Kebiasaan itu diakui Meta bisa memangkas pengeluaran.
“Kalau dihitung-hitung, satu botol Rp5 ribu ya. Kita sehari bisa lebih dari lima kan minum botolan yang kecil itu, mahal juga. Perbedaannya ada, lebih irit, agak untunglah. Misalnya Rp5-10 ribu masih bisa disimpan,” ujar Meta.
Baca juga: Berkah Karbon Komunitas Penjaga Hutan Bujang Raba
Anggota Sanggar Seroja membawa tempat minum (tumbler) saat buka puasa bersama di Jakarta Barat. Mereka mulai terbiasa dengan pola hidup ramah lingkungan. (Foto: KBR/Ninik).
Anya mengakui mengubah kebiasaan itu berat di awal. Namun kini ia menjadi pendukung terdepan sikap pro-lingkungan.
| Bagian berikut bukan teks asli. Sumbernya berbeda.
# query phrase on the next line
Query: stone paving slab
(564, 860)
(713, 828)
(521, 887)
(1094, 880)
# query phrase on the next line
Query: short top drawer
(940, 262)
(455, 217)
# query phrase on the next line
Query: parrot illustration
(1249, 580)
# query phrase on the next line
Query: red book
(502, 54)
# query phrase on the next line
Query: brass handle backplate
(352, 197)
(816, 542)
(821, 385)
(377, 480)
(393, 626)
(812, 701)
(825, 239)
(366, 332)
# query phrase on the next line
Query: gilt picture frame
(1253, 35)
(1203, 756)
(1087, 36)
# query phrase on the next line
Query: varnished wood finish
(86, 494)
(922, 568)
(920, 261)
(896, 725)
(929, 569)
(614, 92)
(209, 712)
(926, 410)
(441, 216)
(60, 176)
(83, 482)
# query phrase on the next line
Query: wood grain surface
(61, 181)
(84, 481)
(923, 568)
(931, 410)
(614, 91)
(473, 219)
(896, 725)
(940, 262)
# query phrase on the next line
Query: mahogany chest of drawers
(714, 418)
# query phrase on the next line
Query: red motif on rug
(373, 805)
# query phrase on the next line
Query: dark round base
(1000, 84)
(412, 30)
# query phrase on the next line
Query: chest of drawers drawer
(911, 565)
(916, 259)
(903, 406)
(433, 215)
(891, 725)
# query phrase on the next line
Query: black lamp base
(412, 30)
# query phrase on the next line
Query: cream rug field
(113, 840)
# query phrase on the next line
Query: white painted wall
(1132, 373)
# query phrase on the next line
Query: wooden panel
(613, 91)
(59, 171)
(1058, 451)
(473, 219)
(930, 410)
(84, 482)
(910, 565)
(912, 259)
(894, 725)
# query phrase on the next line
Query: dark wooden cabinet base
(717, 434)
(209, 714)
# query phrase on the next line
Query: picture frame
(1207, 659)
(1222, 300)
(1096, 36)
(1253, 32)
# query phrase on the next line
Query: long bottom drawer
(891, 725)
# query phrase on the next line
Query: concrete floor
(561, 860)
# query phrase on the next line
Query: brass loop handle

“Kalau (dulu) dibilang keberatan ya keberatan. Cuma lama kelamaan ya sadar dan kayak lebih ke kedisiplinan dari sanggar. Pelan-pelan aku terapin ke diri sendiri dan aku terbiasa,” ujar Anya.
Bagi Anya, itu adalah cara transpuan berkontribusi mengurangi dampak perubahan iklim. Ia berharap perubahan perilaku maupun karya Sanggar Seroja bisa menggugah masyarakat luas, untuk turut berperan menyelamatkan bumi.
“Saya tidak berharap untuk kalian mengikuti apa yang kita contohkan. Setidaknya lihatlah kita susah payah, kita peduli terhadap kalian, kita rela keringatan,ini panas lho masyarakat, ini limbah kalian, ya masak ga ada kesadaran sedikit sih. Dengan kesadaran sedikit Insya Allah terbiasa,” tutup Anya.